As it stands, a child can be taken from a loving parent she or he has known all her or his life in favour of a biological parent who has hardly even met the child. In Finland, same-sex couples can have their relationships acknowledged and thus have legal rights when it comes to things such as inheritance and property. In many countries, it is still possible for a partner of fifty years to be evicted from a shared home after the death of the loved one under whose name the property is. Imagine being left adrift after losing your spouse, your partner. Imagine knowing you have no way to protect your partner if something happens to you.

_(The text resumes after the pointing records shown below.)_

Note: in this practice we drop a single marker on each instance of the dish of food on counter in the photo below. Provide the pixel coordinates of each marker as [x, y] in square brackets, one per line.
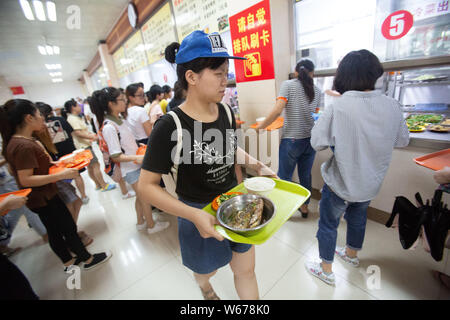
[415, 128]
[248, 217]
[222, 198]
[421, 119]
[439, 128]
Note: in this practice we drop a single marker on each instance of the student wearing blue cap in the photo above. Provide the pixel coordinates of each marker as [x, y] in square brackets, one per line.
[205, 172]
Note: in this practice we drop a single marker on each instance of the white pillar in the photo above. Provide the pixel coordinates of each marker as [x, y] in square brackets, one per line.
[108, 65]
[88, 82]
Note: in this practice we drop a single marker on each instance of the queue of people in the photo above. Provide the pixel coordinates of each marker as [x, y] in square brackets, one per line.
[126, 119]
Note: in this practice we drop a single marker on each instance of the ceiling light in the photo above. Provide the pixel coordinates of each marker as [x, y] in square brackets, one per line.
[51, 11]
[39, 10]
[26, 9]
[53, 66]
[42, 50]
[49, 49]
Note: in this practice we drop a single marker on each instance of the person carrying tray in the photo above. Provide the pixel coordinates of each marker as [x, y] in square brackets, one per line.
[364, 126]
[19, 119]
[208, 166]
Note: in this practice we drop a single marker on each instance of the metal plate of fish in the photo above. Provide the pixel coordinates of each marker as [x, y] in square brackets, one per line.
[246, 213]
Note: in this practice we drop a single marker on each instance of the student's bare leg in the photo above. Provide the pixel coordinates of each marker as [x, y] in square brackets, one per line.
[243, 266]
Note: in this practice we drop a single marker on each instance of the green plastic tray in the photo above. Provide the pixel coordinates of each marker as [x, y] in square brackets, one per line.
[287, 197]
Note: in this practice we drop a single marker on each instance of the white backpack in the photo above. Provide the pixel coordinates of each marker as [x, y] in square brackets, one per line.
[170, 180]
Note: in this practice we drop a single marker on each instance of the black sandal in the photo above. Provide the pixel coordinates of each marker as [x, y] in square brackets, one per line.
[209, 294]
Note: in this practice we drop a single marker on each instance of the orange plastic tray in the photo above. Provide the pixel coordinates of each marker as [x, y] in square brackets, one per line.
[56, 169]
[277, 124]
[21, 193]
[436, 160]
[141, 150]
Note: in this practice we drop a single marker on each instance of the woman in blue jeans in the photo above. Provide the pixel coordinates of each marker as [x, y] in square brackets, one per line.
[299, 98]
[363, 126]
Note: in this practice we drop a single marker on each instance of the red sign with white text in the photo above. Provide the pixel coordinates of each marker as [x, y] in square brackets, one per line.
[251, 35]
[17, 90]
[397, 25]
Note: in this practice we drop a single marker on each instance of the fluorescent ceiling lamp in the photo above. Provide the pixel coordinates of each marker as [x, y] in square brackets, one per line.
[42, 50]
[39, 10]
[49, 49]
[51, 11]
[53, 66]
[26, 9]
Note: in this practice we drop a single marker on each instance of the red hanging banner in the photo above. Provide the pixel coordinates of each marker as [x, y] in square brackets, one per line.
[251, 35]
[17, 90]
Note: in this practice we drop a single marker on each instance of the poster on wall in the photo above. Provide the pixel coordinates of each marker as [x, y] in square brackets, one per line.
[207, 15]
[157, 33]
[135, 52]
[120, 62]
[251, 36]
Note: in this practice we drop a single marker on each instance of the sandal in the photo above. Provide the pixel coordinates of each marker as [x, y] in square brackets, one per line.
[209, 294]
[85, 238]
[439, 276]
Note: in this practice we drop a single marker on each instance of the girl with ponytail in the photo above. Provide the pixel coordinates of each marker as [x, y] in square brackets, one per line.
[298, 98]
[118, 143]
[30, 163]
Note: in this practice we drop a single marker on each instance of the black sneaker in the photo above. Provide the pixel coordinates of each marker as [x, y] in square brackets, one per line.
[99, 258]
[76, 263]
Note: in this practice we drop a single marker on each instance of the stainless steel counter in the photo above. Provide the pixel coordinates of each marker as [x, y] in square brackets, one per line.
[428, 139]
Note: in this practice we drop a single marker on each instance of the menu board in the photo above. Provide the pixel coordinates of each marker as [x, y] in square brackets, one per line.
[135, 52]
[158, 33]
[207, 15]
[120, 62]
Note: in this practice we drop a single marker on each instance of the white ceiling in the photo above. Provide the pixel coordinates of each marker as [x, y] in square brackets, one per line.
[21, 64]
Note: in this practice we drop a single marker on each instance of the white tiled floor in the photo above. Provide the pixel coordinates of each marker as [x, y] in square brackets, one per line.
[149, 266]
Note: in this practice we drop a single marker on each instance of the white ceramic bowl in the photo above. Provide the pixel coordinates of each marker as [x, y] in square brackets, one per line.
[259, 185]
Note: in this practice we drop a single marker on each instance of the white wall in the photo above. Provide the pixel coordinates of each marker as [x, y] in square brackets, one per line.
[5, 94]
[54, 94]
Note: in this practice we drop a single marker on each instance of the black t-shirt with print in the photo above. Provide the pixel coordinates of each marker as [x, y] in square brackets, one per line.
[210, 155]
[61, 133]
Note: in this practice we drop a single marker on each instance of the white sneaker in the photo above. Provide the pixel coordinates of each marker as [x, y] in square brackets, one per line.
[340, 251]
[129, 195]
[142, 226]
[159, 226]
[316, 270]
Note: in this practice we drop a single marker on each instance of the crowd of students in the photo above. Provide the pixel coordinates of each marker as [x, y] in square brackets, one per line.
[362, 127]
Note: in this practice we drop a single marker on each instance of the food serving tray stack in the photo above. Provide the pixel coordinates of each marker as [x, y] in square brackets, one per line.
[287, 198]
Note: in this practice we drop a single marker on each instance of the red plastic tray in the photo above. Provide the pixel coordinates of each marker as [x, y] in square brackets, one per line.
[436, 160]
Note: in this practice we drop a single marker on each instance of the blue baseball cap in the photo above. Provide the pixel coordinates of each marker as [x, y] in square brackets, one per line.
[202, 45]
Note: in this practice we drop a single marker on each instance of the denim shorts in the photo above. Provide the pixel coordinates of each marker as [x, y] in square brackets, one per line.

I have a friend with a beautiful baby girl whom both she and the other mother adore. They have fought for this baby, they have gone through fatiguing fertility treatments, they have rearranged their entire lives. They have done all this with the knowledge that should anything happen to the biological mother, my friend would have no rights to the baby. They have done it in hopes that change will come, that people will see families like theirs and stop being so cruel. They are very brave.
I don’t rally for the right to a church wedding. If Churches refuse to acknowledge same-sex relationships, that is their choice. In countries that supposedly separate state and Church, however, denying sexual minorities their legal rights based on certain intepretations of the Bible is unacceptable. There are no arguments for it, only excuses. The current legislation in most countries is blatantly discriminatory and tramples on basic rights of people, and we should all fight it however we can.